Op 10 mei 2017 heeft de Centrale Raad van Beroep uitspraak gedaan in de zaak met nummer 15/8068 WSF-R. Deze uitspraak betreft een rectificatie van een eerdere uitspraak van de Raad van 25 januari 2017. De appellant, die niet bij naam is genoemd maar woonachtig is in [woonplaats], had hoger beroep ingesteld tegen een besluit van de Minister van Onderwijs, Cultuur en Wetenschap. In de eerdere uitspraak was een kennelijke verschrijving opgetreden, waarbij het hoger beroep ten onrechte ongegrond was verklaard. De Raad heeft partijen in de gelegenheid gesteld om schriftelijk te reageren op de voorgestelde rectificatie, maar beide partijen hebben geen reactie gegeven.

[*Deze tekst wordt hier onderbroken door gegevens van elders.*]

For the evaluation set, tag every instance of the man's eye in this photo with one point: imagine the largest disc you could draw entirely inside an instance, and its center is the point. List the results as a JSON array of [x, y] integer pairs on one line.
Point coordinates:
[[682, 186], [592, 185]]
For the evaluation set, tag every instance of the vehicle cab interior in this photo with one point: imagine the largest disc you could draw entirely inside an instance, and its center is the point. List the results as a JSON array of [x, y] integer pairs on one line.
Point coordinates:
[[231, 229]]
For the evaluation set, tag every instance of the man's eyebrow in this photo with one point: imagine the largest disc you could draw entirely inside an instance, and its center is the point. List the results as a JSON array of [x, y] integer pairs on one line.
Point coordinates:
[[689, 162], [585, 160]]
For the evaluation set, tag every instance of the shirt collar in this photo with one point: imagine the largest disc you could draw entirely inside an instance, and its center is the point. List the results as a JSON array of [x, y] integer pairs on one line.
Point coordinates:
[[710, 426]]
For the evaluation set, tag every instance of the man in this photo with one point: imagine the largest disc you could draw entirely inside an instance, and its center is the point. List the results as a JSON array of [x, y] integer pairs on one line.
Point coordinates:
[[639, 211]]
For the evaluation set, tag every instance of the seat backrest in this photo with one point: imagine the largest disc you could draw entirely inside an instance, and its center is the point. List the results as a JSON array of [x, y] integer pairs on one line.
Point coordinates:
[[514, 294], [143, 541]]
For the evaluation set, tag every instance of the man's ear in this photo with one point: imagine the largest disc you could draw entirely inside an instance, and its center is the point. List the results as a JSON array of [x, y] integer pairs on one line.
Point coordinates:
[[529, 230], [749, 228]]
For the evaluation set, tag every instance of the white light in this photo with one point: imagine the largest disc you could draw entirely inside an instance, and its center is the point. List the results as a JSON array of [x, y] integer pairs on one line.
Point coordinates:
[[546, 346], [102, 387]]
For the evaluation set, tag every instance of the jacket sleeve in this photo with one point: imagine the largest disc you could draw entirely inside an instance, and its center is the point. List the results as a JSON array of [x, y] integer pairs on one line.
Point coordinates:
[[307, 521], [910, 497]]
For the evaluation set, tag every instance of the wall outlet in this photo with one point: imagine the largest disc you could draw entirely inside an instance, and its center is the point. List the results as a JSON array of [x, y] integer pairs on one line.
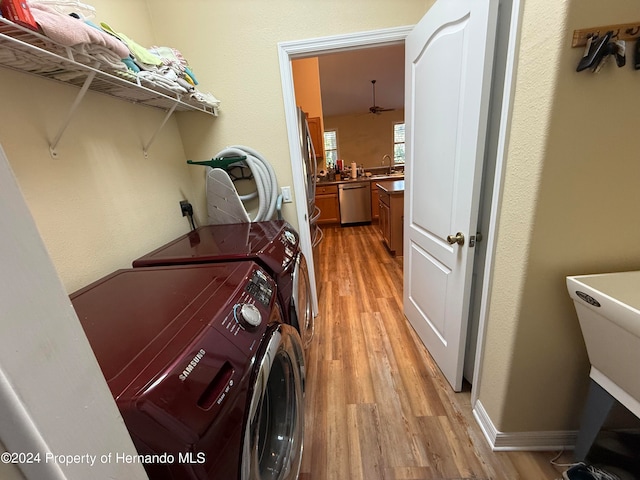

De Raad heeft vervolgens besloten om de uitspraak van 25 januari 2017 te rectificeren. In de nieuwe beslissing heeft de Centrale Raad van Beroep de eerdere uitspraak vernietigd, het beroep gegrond verklaard, en het besluit van 23 oktober 2014 vernietigd. Tevens heeft de Raad het besluit van 18 april 2014 herroepen en bepaald dat deze uitspraak in de plaats treedt van het besluit van 23 oktober 2014. De Minister is veroordeeld in de kosten van de appellant tot een bedrag van € 2.475,- en moet het griffierecht van in totaal € 168,- vergoeden. Daarnaast is de Minister veroordeeld tot vergoeding van wettelijke rente aan de appellant.
De uitspraak is gedaan door J. Brand, in tegenwoordigheid van M.S.E.S. Umans als griffier, en is openbaar uitgesproken op 10 mei 2017.